Coordonnés, certains utilisateurs des réseaux sociaux réalisent des « raids numériques » sous des publications ciblées, avec lesquelles ils expriment un violent désaccord. Mais au lieu d’injurier avec des mots, ils intimident, avec des émojis.

Des assauts d’émojis, une nouvelle forme de cyber-harcèlement

Non, Alice Coffin, élue écologiste au Conseil de Paris, par ailleurs journaliste, autrice, militante féministe et LGBT+, n’a jamais concouru aux Jeux olympiques. Pas plus que la chanteuse engagée Yseult. Pourtant, sous leurs publications Instagram, les commentaires se suivent et se ressemblent : des émojis « médailles » à la chaîne, sans un mot. Juste ce pictogramme numérique, innocent en apparence.

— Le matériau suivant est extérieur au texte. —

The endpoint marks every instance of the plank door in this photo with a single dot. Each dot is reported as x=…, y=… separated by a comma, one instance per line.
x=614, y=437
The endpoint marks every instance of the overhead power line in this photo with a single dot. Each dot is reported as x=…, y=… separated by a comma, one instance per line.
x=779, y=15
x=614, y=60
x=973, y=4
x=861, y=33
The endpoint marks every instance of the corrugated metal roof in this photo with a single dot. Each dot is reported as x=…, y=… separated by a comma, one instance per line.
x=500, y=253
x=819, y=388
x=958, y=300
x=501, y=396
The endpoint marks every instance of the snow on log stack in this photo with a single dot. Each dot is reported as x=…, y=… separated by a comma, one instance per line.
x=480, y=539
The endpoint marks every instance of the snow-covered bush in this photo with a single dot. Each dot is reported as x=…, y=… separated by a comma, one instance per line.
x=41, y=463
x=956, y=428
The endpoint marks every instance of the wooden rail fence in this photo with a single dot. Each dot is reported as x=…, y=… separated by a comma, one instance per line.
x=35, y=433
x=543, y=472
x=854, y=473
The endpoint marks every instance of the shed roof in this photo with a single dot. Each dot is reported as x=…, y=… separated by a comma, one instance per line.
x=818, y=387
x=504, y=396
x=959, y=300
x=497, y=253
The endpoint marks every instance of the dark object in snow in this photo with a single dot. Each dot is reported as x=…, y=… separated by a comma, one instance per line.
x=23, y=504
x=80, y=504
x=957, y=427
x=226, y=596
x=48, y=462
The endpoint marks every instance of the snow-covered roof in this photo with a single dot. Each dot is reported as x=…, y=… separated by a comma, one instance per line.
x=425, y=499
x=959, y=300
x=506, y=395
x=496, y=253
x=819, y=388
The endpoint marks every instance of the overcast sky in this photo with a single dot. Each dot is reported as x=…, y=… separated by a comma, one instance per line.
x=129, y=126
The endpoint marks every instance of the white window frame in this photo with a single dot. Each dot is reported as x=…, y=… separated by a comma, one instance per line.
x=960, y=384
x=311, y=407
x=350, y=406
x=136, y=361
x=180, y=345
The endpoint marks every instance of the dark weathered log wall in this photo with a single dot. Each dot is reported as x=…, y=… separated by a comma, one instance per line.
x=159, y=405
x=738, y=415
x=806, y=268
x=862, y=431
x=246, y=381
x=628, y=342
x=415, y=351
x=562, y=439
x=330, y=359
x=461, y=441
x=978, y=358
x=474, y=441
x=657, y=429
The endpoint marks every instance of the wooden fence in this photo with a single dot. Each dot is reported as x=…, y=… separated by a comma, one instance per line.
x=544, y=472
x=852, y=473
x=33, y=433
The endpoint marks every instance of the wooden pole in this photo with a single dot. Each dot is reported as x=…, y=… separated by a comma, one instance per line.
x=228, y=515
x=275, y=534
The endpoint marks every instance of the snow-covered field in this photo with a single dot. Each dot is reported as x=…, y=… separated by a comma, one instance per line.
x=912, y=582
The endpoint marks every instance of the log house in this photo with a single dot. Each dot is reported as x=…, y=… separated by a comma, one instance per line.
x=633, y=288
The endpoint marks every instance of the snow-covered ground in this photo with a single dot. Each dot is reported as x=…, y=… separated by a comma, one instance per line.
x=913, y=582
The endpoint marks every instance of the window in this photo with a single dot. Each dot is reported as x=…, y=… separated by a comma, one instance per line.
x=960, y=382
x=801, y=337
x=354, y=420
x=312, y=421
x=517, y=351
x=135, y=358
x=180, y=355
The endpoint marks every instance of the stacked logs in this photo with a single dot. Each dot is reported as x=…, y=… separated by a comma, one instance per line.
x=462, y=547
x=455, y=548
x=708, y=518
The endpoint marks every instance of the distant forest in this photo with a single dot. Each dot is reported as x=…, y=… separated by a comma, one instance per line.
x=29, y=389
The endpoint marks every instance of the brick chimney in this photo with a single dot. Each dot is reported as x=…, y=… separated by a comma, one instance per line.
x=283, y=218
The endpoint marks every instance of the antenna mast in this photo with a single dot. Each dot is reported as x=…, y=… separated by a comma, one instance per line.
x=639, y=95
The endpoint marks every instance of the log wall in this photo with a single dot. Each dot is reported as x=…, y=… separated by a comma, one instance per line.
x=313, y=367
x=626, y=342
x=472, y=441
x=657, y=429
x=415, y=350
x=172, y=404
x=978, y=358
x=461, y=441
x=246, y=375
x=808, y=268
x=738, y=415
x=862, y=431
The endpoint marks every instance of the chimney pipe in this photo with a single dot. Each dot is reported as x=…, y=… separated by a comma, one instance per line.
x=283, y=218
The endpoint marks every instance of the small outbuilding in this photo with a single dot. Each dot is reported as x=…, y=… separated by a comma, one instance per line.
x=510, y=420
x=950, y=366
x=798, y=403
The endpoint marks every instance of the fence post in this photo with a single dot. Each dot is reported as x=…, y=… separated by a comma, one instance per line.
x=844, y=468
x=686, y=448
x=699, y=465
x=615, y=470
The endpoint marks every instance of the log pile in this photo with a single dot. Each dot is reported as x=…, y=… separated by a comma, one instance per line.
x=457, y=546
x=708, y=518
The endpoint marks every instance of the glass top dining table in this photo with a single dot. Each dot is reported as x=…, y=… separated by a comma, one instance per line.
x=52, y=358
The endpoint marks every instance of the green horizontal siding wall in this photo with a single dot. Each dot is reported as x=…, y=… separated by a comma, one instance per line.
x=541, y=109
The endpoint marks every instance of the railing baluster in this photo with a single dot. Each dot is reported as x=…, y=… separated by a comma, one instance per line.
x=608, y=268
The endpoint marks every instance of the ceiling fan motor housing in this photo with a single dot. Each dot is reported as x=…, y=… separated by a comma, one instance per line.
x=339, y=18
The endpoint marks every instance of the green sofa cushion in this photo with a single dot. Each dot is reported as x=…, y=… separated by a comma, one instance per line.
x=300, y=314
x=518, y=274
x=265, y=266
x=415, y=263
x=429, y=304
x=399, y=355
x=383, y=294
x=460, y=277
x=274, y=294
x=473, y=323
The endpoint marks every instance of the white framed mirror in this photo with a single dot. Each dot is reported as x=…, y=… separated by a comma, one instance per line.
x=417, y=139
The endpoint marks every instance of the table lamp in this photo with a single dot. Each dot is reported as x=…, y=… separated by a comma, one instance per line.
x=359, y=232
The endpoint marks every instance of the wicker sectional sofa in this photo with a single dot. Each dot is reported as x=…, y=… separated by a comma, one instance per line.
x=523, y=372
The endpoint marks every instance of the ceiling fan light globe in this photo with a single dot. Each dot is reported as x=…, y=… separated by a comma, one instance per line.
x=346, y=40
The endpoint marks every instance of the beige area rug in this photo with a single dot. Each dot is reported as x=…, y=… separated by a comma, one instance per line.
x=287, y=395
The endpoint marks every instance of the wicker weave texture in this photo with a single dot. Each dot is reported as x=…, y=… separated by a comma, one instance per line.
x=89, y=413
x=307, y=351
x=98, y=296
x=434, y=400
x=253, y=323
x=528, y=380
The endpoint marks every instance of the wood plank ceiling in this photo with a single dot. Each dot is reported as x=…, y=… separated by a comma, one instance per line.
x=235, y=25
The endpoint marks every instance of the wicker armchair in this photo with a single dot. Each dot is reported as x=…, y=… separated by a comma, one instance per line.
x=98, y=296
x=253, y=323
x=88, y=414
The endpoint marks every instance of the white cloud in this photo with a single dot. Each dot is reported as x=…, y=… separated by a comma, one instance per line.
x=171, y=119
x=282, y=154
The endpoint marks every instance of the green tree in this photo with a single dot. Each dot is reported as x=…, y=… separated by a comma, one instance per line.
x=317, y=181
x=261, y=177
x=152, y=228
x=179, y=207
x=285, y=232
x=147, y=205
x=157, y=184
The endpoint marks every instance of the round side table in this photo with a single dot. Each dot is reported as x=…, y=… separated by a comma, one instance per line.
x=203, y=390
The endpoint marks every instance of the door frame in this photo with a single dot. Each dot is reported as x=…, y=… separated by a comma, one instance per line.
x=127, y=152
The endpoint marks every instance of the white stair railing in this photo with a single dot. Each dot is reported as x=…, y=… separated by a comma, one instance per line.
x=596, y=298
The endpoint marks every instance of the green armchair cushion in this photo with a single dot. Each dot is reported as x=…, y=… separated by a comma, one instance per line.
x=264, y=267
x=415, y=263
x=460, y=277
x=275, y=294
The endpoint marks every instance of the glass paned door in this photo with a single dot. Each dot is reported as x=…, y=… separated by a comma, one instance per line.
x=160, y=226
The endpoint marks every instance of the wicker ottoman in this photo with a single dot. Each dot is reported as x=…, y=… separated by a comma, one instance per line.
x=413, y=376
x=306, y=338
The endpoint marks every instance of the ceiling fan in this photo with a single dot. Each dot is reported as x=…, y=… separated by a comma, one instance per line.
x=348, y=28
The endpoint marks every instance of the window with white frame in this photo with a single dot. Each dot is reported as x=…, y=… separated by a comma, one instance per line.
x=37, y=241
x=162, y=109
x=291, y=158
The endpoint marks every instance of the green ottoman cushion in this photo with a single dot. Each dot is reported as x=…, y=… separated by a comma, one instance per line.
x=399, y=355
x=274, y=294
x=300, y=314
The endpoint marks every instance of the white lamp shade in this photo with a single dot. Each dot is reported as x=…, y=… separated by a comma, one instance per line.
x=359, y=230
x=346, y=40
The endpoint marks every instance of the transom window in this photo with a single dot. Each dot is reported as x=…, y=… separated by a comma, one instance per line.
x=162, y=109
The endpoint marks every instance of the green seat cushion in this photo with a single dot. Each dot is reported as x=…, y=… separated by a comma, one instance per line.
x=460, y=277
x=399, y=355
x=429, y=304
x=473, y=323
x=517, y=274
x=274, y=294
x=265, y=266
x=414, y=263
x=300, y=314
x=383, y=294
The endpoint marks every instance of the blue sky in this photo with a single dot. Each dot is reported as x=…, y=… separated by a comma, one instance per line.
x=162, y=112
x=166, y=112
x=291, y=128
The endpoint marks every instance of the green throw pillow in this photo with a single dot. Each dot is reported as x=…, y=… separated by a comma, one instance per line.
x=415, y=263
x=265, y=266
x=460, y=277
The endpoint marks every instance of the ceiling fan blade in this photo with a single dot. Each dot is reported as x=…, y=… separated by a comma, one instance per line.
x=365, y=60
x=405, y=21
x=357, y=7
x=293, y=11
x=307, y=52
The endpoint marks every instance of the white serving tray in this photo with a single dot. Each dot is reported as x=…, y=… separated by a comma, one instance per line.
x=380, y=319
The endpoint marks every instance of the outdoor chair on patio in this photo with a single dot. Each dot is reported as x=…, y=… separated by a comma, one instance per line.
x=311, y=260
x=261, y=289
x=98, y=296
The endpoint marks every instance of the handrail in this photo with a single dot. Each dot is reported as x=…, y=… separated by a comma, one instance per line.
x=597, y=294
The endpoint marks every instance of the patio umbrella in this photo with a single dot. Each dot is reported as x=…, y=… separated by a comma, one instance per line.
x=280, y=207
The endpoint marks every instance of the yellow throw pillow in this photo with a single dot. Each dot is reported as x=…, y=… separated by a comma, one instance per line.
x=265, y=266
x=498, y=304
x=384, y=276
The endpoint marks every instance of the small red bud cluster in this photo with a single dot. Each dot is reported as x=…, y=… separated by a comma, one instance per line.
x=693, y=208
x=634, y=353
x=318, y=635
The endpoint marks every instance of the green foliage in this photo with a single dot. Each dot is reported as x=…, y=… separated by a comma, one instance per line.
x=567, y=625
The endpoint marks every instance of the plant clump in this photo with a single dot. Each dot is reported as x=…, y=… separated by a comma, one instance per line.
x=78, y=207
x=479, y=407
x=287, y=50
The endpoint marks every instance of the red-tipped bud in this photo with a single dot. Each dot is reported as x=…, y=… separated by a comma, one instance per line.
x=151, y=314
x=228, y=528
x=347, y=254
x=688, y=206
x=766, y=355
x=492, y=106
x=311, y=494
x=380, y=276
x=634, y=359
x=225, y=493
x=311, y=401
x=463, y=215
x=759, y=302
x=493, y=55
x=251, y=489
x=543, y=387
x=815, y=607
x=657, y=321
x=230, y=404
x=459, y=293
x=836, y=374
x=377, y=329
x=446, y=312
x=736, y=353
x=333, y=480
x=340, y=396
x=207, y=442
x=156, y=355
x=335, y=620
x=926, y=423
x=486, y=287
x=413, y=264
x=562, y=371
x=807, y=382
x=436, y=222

Toutes deux ont en réalité été ciblées comme féministes, LGBT+, militantes de gauche considérées comme « agaçantes » et « caricaturales », selon ces commentateurs. C’est ainsi qu’ils se sont organisés, telle une armée d’internautes, pour « flooder » (inonder, si l’on traduit) une publication visée. Le compte Instagram du média Slate, par exemple, a été victime d’une opération similaire en février dernier, visant une publication sur le « patriarcat patronymique » qui pointait un fait sociétal intéressant : le retard des entreprises et administrations françaises, qui forcent les femmes mariées à porter le nom de famille de leur époux.

Un angle d’article qui a visiblement déplu aux cyber-harceleurs décernant des médailles en commentaire. Slate avait alors indiqué à ses abonnés « subir une attaque des masculinistes ». « Ils vont flooder vos publications, vous mentionner ou vous répondre abusivement », prévenait-il.

Mais que signifie « flooder », au juste ? Le « flood » ou le « flooding » sont deux termes employés dans le langage informatisé pour définir cette action qui consiste à surcharger de messages une boîte mail, un forum, ou un profil sur un réseau social, dans un but malveillant, jusqu’à parfois rendre le compte inutilisable. Un sabotage 2.0 en somme.

Et pourquoi une « médaille », symbole bien plus positif que certains autres émoticônes, tels que le bonhomme rouge de colère, celui qui vomit, une tête de mort ou encore l’émoji excrément ?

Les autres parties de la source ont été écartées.